Lorsque s'en aller c'est quitter ses origines, sa famille et ses racines, c'est aussi mourir un peu, c'est laisser un bout de son âme qui ne se recollera plus, un organe amputé qui ne se régénèrera jamais.

Lorsque quitter son pays natal est la seule alternative envisagée par les jeunes marocains désenchantés, cela donne un récit fort et poignant appuyé par une écriture sensible et poétique. L'auteur aborde des sujets tels l'homosexualité, l'Islam, l'hypocrisie liée à la religion, la condition de la femme et le décalage entre les croyances anciennes et les temps modernes.
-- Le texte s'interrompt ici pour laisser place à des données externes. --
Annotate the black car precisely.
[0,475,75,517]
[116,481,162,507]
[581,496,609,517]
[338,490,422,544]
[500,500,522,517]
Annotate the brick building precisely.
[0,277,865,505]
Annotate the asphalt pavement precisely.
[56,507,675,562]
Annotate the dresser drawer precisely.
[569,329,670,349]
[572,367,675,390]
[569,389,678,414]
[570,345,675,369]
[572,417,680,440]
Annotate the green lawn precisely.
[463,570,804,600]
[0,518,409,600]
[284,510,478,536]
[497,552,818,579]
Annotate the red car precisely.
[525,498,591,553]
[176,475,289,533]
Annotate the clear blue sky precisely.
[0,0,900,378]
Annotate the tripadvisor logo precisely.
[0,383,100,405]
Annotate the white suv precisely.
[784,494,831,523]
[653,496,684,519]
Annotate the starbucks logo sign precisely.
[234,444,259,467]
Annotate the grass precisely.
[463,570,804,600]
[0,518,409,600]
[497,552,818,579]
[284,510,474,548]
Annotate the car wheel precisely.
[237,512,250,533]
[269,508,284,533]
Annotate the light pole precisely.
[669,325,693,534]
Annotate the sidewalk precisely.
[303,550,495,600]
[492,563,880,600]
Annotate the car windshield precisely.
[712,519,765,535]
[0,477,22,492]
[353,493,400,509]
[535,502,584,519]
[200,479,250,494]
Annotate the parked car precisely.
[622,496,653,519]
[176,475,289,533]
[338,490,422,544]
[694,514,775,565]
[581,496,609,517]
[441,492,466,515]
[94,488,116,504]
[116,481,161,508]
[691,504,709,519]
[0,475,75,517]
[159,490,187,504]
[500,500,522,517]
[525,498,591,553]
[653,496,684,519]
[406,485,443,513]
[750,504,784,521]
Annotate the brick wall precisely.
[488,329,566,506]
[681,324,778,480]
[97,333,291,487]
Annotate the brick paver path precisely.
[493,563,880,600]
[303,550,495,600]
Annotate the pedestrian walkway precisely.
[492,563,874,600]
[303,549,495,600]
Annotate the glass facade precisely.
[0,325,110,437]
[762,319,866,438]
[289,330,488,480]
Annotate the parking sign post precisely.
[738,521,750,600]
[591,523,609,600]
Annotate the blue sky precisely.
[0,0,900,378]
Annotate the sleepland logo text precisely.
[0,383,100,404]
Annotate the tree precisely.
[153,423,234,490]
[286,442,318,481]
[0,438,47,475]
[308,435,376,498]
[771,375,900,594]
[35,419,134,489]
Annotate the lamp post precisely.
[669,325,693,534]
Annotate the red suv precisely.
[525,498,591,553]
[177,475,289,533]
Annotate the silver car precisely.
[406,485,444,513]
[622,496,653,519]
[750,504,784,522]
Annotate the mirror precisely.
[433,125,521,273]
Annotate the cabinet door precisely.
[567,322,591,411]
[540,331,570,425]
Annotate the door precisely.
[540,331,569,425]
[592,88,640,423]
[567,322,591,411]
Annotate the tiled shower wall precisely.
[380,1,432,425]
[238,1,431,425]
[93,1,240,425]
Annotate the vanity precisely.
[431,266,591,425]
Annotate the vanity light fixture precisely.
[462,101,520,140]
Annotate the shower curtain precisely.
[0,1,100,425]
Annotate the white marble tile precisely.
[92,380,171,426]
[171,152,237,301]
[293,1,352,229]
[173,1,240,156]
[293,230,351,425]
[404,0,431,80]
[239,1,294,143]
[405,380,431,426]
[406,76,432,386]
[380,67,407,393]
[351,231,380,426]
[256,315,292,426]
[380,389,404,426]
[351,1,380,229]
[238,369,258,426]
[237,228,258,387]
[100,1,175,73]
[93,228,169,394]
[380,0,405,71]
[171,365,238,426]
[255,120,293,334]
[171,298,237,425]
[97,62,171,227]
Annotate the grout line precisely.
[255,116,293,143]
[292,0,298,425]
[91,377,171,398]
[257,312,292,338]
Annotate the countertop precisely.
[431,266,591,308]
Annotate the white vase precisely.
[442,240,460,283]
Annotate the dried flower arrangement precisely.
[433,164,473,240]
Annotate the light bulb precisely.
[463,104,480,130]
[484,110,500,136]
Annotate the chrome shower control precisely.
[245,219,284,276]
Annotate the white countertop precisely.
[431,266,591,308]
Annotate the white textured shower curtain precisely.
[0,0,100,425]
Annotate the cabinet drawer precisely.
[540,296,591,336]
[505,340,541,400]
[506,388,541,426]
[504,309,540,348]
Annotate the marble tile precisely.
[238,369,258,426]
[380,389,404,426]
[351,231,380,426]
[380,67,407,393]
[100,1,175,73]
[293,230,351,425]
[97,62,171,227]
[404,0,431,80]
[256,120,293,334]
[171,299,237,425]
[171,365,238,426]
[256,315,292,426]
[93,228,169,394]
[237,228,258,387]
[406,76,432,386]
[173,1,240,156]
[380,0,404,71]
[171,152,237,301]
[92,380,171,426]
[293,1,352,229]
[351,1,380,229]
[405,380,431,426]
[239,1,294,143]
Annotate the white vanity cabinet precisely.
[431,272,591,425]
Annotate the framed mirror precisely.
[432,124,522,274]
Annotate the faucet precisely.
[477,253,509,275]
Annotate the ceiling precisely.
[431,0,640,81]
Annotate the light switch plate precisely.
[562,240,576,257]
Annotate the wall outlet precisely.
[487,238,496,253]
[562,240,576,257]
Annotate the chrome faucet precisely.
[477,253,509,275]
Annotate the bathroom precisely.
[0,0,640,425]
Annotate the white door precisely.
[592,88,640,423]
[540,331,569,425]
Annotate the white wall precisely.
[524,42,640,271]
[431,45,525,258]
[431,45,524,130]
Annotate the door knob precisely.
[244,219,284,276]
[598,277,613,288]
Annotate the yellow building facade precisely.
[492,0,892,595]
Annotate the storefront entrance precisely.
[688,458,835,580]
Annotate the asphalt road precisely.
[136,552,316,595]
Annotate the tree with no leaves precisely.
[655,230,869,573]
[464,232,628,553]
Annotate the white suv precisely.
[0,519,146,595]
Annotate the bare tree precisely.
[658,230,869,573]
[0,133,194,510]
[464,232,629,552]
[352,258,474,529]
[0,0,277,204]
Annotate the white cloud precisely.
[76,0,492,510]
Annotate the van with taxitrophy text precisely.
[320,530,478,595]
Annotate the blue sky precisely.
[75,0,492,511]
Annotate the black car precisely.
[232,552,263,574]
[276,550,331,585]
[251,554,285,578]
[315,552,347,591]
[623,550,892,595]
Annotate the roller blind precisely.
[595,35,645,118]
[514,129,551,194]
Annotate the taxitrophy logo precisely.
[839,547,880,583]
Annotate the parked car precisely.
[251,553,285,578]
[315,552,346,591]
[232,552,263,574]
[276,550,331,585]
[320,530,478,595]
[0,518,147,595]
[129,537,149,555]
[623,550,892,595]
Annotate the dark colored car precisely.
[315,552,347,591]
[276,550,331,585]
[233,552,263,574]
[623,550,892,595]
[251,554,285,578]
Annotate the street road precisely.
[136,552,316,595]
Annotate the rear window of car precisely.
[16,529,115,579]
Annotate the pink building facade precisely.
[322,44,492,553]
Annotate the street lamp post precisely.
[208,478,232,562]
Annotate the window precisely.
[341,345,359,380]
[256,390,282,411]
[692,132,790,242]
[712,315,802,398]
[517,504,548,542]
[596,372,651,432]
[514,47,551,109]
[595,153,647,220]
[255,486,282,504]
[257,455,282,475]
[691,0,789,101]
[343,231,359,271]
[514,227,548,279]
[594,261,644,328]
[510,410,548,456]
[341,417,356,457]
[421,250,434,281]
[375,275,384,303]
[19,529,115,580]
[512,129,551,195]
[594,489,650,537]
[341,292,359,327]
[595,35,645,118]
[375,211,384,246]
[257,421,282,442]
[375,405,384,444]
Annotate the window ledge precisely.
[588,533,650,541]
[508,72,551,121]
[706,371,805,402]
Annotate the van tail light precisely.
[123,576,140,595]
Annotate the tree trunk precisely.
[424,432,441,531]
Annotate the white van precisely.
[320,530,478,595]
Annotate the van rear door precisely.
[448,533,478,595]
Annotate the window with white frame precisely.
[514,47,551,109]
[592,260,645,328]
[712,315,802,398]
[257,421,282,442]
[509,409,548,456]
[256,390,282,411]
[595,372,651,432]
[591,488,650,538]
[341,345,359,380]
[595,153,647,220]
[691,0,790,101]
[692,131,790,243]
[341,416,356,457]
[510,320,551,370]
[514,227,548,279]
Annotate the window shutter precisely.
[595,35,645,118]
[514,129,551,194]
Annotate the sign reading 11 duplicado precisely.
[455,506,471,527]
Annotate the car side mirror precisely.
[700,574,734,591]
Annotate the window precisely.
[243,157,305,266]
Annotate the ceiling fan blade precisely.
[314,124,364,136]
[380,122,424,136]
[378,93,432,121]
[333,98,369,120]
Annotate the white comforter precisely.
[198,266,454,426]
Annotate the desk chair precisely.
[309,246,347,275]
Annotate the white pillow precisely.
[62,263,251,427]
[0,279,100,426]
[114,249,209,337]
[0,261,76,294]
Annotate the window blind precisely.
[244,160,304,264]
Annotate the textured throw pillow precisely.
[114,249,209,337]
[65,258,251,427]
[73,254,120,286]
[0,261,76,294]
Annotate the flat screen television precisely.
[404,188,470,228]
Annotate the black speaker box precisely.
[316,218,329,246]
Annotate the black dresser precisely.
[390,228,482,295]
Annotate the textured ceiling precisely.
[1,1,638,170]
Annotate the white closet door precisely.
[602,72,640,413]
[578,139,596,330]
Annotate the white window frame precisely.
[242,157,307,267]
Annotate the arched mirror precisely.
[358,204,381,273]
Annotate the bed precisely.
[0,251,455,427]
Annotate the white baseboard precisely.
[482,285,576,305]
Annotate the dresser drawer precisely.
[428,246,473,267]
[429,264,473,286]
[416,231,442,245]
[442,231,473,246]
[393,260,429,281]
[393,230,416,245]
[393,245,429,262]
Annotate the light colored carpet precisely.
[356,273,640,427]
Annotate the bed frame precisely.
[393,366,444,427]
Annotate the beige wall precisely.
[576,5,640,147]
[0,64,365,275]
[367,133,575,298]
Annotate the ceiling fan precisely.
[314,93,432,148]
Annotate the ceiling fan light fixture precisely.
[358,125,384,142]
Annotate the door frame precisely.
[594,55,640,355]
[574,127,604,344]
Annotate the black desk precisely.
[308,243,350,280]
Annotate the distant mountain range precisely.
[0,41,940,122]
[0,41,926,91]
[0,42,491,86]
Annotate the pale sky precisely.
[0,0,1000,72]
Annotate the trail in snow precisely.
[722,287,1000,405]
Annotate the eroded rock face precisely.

C'est une descente un peu sombre dans un tunnel et au même temps c'est pétillant d'humanité et chargé d'un regard plein de chaleur empathique. Tahar Ben Jelloun déchire le voile des apparences ou des pudeurs pour plonger son regard au coeur d'une dure réalité avec une écriture parfois saignante, mais toujours préservée de facilité. le récit est rythmé de questions et alterne les chapitres concernant chacun des personnages.

La frontière est mince entre le Maroc et l'Espagne mais elle l'est tout autant entre espoir et désespoir, entre attente et déception, entre étouffer et se brûler, entre les questionnements sur l'identité et le désir de vivre libre, ailleurs.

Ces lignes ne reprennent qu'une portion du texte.